Bwana’s in the Organlegger Business

Mike Resnick, best known to the internet’s luxury shoppers as Bwana25, always keeps a cargo of vintage fanzines for sale at his outpost on eBay. Every now and then that includes an old zine of mine.

This weekend Bwana’s selling a copy of Organlegger #7, from my first foray into fannish journalism back in 1973. The copy looks in good condition (it might be better than my file copy!), and that’s a pleasant surprise when you’re talking about twiltone paper printed with oil-based mimeo ink. If any of the earliest issues are still readable that’ll be even more surprising, for reasons that will be revealed in a moment.
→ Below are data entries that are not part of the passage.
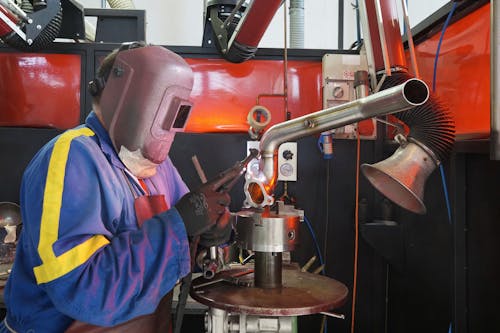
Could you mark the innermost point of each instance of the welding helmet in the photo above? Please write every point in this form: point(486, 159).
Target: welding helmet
point(144, 102)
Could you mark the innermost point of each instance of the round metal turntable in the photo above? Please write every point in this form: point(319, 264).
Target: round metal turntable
point(301, 293)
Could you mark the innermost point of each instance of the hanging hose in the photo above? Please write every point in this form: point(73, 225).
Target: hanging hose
point(431, 124)
point(46, 36)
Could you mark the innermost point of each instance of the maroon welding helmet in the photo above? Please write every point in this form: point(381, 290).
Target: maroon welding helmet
point(146, 101)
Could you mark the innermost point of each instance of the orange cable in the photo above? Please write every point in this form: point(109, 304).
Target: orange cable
point(356, 235)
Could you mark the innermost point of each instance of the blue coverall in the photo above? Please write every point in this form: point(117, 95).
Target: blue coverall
point(81, 254)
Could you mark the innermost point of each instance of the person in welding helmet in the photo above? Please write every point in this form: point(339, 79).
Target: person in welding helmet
point(107, 218)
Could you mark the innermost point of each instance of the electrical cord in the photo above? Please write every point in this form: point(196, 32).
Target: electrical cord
point(316, 244)
point(356, 234)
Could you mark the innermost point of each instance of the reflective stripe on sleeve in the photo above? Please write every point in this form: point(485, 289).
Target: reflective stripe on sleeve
point(53, 266)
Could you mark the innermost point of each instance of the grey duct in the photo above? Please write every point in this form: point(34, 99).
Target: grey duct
point(115, 4)
point(495, 84)
point(297, 24)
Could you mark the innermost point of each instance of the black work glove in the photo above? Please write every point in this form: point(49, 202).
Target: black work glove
point(201, 209)
point(220, 233)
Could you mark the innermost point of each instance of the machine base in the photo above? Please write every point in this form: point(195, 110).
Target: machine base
point(302, 293)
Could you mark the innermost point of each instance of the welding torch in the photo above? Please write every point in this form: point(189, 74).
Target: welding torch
point(227, 179)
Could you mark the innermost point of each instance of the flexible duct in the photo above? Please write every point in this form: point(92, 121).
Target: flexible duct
point(431, 124)
point(243, 43)
point(121, 4)
point(297, 24)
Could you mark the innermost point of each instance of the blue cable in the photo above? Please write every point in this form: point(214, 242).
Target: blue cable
point(445, 26)
point(313, 235)
point(443, 178)
point(446, 23)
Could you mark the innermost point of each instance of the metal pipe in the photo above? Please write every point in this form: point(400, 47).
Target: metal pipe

Organlegger #7 came out in August 1973. The first issue had been produced just the month before. So was it a weekly? Never. But it had been a daily.

Elst Weinstein hauled his ditto machine and supplies to San Francisco in case they’d come in handy for whatever mischief we got into at the 1973 Westercon, a 5-day convention. The Westercon daily newzine had an aloof tone, and was full of official announcements. Elst and I were tempted to parody it until we considered how much real news we knew and that it would be more fun to launch a rival zine and play it straight.

Though it was a Sampo Westercon in the Bay Area, many of the con’s most interesting stories involved Southern Californians. Larry Niven was a GoH (in those days he was also hawking memberships in the highly-amusing parody Trantorcon in 23,309). Marjii Ellers scored a coup in the Masquerade as the “Queen of Air and Darkness”. The LA smofs bid for (and won) the right to try their own Bay Area Westercon, OakLaCon in 1975. And so on. Elst and I filled several ditto-reproduced issues of Organlegger by the end of the con.

The experience also confirmed I’d been bitten by the newzine bug. When I got home I took over the title and set out to print all the fannish news people felt Locus was neglecting (which was plenty even then, in only its fifth year of publication!) Organlegger failed to last only because I was a college student who simply couldn’t afford the project. The zine survived just long enough to report LASFS’ purchase of its first clubhouse — indeed, 2008 is the 35th anniversary.

If you’re someone who enjoys all the nostalgia brought on by a whiff of twiltone, don’t miss this opportunity. Bwana wants six bucks minimum. Buyer pays postage. Bidding ends February 18.